Çünkü bu dünya bir hayalden ibaret… Ve merhum Enver Abi de, zaten
her vesileyle bu hakikati bizlere anlatmaya çalışıyordu. Dünya
hayatının bir hayal olduğunu, elbette kitaplardan da okuyoruz. Keza
ilim sahibi insanlar bunu sık sık bizlere hatırlatıyor. Ne var ki,
ısrarla hayal peşinde koşmaktan vazgeçmiyoruz…
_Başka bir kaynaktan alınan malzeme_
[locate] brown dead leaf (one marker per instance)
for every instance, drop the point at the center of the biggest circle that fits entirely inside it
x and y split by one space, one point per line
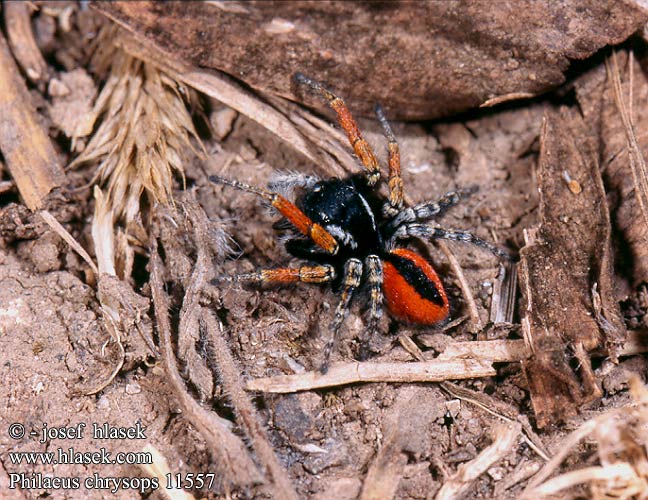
563 259
419 59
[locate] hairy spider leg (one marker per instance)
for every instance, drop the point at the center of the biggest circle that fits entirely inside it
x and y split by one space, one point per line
345 119
352 277
425 231
302 274
320 236
395 181
429 209
374 268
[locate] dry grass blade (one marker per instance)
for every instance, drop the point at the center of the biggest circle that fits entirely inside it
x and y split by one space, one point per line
249 418
144 131
505 437
350 373
25 145
636 159
21 40
69 239
231 93
622 443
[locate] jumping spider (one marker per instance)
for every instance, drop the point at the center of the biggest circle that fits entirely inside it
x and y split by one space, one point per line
353 235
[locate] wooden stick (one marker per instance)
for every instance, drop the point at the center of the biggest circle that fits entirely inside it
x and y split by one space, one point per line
350 373
27 149
22 42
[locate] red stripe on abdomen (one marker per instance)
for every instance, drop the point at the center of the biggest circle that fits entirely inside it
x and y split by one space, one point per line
412 288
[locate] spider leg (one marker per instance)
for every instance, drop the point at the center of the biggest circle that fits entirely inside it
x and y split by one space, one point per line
303 274
286 183
395 181
424 231
375 282
290 211
358 143
429 209
352 276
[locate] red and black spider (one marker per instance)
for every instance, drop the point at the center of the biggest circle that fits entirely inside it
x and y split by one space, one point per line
354 236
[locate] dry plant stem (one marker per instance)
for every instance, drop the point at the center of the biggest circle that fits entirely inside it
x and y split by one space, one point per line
69 239
232 94
637 161
619 473
26 148
513 96
465 288
21 40
386 471
500 351
188 329
500 410
504 295
160 469
247 416
230 375
566 446
228 450
505 437
350 373
461 360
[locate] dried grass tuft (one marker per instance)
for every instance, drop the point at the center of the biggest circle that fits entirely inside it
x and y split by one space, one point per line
144 129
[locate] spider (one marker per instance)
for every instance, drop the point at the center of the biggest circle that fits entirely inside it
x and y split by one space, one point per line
353 235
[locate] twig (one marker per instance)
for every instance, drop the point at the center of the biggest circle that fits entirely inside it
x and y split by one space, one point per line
21 40
228 450
460 483
350 373
63 233
513 96
504 294
246 413
26 147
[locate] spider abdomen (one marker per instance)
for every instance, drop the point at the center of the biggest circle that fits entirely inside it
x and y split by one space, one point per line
412 288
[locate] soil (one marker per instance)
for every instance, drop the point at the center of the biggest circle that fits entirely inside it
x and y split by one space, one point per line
55 347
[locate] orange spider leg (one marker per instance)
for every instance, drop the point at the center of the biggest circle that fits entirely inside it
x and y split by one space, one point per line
345 119
320 236
395 180
284 275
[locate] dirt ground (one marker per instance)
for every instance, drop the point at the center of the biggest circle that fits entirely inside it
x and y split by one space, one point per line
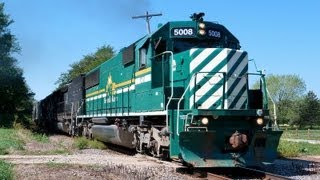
59 159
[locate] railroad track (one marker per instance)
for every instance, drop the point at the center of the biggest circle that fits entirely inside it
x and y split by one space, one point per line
241 173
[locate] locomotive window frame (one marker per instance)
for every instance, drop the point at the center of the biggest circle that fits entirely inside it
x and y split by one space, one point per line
92 79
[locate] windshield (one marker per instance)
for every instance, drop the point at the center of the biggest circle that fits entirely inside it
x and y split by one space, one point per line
180 45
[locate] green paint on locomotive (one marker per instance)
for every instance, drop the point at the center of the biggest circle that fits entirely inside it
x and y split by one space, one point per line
210 80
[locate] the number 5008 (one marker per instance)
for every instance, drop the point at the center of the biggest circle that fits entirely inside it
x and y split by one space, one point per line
183 32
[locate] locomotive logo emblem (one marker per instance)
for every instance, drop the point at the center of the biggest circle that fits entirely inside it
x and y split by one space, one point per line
111 86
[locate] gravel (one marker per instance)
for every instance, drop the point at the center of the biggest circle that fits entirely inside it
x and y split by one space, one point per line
94 164
302 168
110 164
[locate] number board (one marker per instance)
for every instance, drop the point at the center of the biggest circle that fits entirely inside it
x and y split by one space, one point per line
183 32
214 33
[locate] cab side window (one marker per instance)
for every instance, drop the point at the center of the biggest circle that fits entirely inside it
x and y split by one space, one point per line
143 57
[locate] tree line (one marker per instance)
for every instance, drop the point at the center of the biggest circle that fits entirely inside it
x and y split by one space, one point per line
294 106
15 96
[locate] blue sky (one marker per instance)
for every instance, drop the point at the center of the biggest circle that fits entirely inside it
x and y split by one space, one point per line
282 36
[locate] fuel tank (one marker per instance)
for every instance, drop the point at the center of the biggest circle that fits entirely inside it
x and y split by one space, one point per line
113 134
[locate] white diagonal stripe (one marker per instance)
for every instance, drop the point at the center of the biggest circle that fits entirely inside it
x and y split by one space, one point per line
237 89
210 84
201 57
241 100
211 65
193 50
212 99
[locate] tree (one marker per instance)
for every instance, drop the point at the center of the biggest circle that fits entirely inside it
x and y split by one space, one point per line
15 96
87 63
285 90
309 110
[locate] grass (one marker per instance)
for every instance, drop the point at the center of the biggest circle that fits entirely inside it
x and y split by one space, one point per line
9 140
40 138
302 134
6 170
293 149
84 143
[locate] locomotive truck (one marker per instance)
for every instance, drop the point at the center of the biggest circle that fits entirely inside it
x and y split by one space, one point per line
181 92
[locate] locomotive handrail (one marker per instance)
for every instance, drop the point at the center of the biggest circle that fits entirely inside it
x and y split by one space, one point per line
171 84
185 91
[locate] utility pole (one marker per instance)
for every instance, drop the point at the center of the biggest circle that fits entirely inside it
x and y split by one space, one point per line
147 17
Evet, hayat hayaldir. Kendi kendimize bunun irdelemesini
yapabiliriz aslında. Hemen herkes geleceğe dönük hayaller kurar. Bu
hayallerin bir kısmı zamanla gerçeğe de dönüşebilir. Ancak şurası
kesin; farkına varsak da varmasak da, geride bıraktığımız her şey
bir hayal olmaktan kurtulamaz. Örnek mi istiyorsunuz; hayal meyal
hatırladığımız çocukluğumuz var ya… Bizim için çocukluk,
büyüklerimiz hesabına sorumluluk devri olan zamanlar. O hâlde, geri
gelmesi asla ve kat’a mümkün olmayan hayatın her safhası, netice
itibarıyla bir hayal değil mi! Demek ki, bu kaskatı gerçek,
bütün insanlar hesabına kaçınılmaz bir durum. Dolayısıyla bu
dünyaya ait olan veyahut bu dünya ile ilgili her iş de, özü
itibarıyla hayalden başka bir şey değil. Şu var ki, akıllı ve
şuurlu insanlar, bu fani dünyada iken, ebedî olan ahiret hayatı
için çalışırlar ve hayalin değil, hakikatin peşinden giderler. Zira
bir hadîs-i şerifte Peygamber efendimiz sallallahü aleyhi ve
sellem, mealen şöyle buyuruyor: “Dünya ahiretin
tarlasıdır.” Bu dünyada ne ekersen ahirette şüphesiz
onu biçeceksin… Enver Abi, işte bu noktada çok farklı bir
insandı. O, ömrünü İslam dinine ve insanlara hizmete
adamıştı.
İslam büyükleri, hayatın üç günden ibaret olduğunu
bildirir… Dün, bugün ve yarın. Dün geçti
gitti. Onu geri getirebilir miyiz? Yarını görüp göremeyeceğimiz de
belli değil. Yarına çıkacağından kim emin olabilir ki? O hâlde
elimizde kalan yalnızca bugündür. Bugünü hakkıyla
değerlendirebilirsek, fani olan bu âlemde; hayal peşinde koşmak
yerine, ahirette hasadını yapacağımız dünya tarlasına bir şeyler
ekmiş oluruz. Enver Abi bunu hakkıyla yaptı. İslâm dinine hizmet
etmek ve insanlara faydalı olabilmek için gece gündüz demeden
çalıştı, didindi. Geriye çok kıymetli eserler bıraktı. O eserleri
burada saymakla bitiremeyiz. Bilenler biliyor, görenler de görüyor.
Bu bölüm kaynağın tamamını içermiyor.